Скучно шумел лес, рождая в душе тоскливые сомнения, и Коле Бугоркову стало казаться, что в такую погоду глухари никогда не поют, а потому дед так легко и просто уснул, зная наперед о неудаче. И он старался утешить себя, что весь этот ночной переход уже и есть охота, а то, что они теперь сидят с дедом в ожидании рассвета – это тоже охота, тоже надежда на удачу, та надежда, из которой, в общем-то, и состоит вся охота, вся эта древняя страсть. «А убью или нет, – думал он, – это уже не важно. Ну не убью, что от этого изменится?»
Он думал, что ничего от этого не изменится, совершенно забыв о том, что в случае его неудачи останется в живых редкая, реликтовая птица, а уж она-то не будет лишней на нашем задымленном шарике.
Он это сбрасывал со счетов, думая в эти минуты только о своей удаче или неудаче. Он знал из рассказов деда, что здесь – именно здесь! – пели с весны четыре глухаря, а теперь их осталось три. Но в эти минуты он с отчаянием думал, что у него нет никаких шансов убить одного из них.
Еще одного!
Всего лишь одного!
Еще одного, который бы запел на рассвете где-то тут, поблизости, может быть, за этими черными пирамидами старых елей. Лишь бы услышать, как он поет!

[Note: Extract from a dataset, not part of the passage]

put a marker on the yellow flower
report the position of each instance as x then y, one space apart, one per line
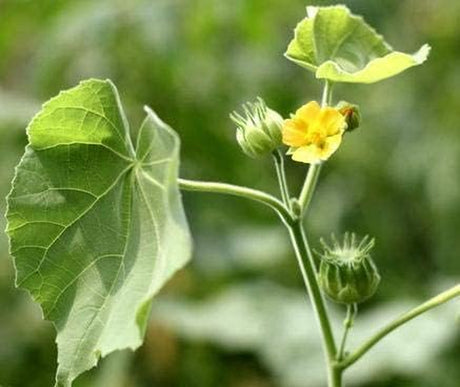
313 133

Вряд ли кто-нибудь, кроме охотников, назвал бы звуки, издаваемые токующим глухарем, песней. Смесь какого-то вибрирующего шипения, шелестяще-шуршащего змеиного скольжения, восторженного захлеба и вдруг настороженного, почти без перехода токанья, четких ударов по басовым, ксилофонным пластинам, короткий и такой же восторженный пробег по этим клавишам, слитный и возносящийся к небесам перезвон, выливающийся в новый и непередаваемо краткий, захлебывающийся от – восхищения и восторга, стремительно шелестящий звук, который опять отсекается слитным и сочным токаньем.
Я уверен, что далеко не все охотники, прочитав эти строки, вполне согласятся со мной. У каждого из них своя глухариная песня, услышанная по-своему, и так же непередаваема она, как и та, которую слышал когда-то я.
Так и Коля Бугорков, которого от возбуждения бил уже озноб, ждал на рассвете свою песню, о которой он тоже никому не сможет рассказать, чтобы слушающий его человек вполне мог бы, ни разу не слышав глухаря, представить себе, что это такое. О ней можно напомнить человеку. Только тогда она снова зазвучит в душе.
Пискнула лесная мышь, зашуршала в траве, в листьях и снова сдавленно пропищала. Было холодно, и хотелось курить. Стали отчетливо уже видны стволы берез и плоскость земли.